Our readers who follow the daily political drama in the nation's capital, have likely seen former White House aide and reality show star Omarosa Manigault Newman on the political talk show circuit discussing her time in the White House and sharing tapes that she surreptitiously made during and after her firing from her position with the Trump administration. One of these is an audio tape of John Kelly, President Trump's chief of staff, dismissing her from her position.

Taping a conversation without the other participant's knowledge is legal in Washington, D.C., where she made the recording, as well as in 38 states, including Arizona. That's known as "one-party consent." However, employment attorneys as well as human resources professionals generally agree that taping workplace interactions isn't wise.

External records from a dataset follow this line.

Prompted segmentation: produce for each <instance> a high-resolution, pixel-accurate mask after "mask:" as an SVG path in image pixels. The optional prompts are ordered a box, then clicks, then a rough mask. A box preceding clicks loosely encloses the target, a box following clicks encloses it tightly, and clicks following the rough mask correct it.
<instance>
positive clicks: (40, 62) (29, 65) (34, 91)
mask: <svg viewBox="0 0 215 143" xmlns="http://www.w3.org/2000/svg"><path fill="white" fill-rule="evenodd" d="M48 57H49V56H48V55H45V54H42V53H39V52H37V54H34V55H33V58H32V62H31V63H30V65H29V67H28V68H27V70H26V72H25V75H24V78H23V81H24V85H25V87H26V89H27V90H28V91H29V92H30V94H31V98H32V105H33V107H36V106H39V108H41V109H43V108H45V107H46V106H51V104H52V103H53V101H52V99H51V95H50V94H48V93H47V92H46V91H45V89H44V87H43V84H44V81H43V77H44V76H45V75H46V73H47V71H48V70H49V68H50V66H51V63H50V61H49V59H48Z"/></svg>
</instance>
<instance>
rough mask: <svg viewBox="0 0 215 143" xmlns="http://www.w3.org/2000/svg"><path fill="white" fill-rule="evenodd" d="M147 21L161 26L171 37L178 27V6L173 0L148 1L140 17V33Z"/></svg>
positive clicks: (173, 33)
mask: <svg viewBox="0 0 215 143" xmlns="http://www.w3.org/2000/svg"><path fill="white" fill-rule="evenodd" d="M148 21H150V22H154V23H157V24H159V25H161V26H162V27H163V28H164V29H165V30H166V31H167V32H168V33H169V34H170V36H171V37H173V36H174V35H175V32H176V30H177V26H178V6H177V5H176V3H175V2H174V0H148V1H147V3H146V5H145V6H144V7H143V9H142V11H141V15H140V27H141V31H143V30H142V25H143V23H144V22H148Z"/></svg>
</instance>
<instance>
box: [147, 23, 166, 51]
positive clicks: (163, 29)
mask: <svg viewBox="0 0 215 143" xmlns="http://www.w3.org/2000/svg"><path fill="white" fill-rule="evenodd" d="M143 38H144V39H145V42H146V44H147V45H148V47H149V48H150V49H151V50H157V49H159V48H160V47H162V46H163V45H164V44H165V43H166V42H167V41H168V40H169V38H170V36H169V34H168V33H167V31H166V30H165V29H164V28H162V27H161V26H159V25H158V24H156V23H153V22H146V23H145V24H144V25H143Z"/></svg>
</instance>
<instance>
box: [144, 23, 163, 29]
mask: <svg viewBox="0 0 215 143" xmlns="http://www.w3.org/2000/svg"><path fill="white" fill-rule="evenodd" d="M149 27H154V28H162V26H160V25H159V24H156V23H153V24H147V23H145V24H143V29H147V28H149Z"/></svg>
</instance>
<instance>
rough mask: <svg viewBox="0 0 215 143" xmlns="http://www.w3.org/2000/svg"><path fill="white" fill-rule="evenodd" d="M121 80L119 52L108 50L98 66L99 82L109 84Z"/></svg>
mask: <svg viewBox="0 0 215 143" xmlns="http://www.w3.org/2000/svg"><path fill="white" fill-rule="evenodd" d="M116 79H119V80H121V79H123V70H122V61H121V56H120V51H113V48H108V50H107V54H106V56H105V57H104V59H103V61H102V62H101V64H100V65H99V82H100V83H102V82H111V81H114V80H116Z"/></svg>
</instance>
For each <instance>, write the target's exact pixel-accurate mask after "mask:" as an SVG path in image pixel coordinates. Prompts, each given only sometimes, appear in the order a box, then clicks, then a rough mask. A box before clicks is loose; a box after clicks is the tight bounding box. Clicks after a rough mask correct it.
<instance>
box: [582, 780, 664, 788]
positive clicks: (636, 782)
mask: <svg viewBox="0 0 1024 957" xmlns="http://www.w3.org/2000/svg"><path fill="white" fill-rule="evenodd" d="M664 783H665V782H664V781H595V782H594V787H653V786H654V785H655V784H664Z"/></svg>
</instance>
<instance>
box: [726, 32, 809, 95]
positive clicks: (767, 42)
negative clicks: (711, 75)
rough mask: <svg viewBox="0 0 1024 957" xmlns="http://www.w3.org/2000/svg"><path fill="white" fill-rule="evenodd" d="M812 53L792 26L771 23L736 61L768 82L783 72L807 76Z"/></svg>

An exception would be if you're gathering evidence of illegal activity within the company that you're planning to expose as a whistleblower. One employment attorney acknowledges that such recordings, if legally made, can also help people prove their case in employment litigation matters like sexual harassment.

Many companies are now looking at their internal policies regarding taping by employees. One attorney predicts, "After this whole Omarosa incident, a lot of companies are going to be adopting new policies on [workplace recording]." Another attorney notes that if employees are recording meetings and conversations without the knowledge of the others involved, that workplace is "pretty far gone and dysfunctional."

Employment attorneys generally agree that such surreptitious recording, even if it's legal and not explicitly forbidden by a company, should only be done for the reasons noted above and as a last resort. If you're considering making such recordings, or have already done so, it's wise to discuss the matter with an experienced Arizona employment attorney.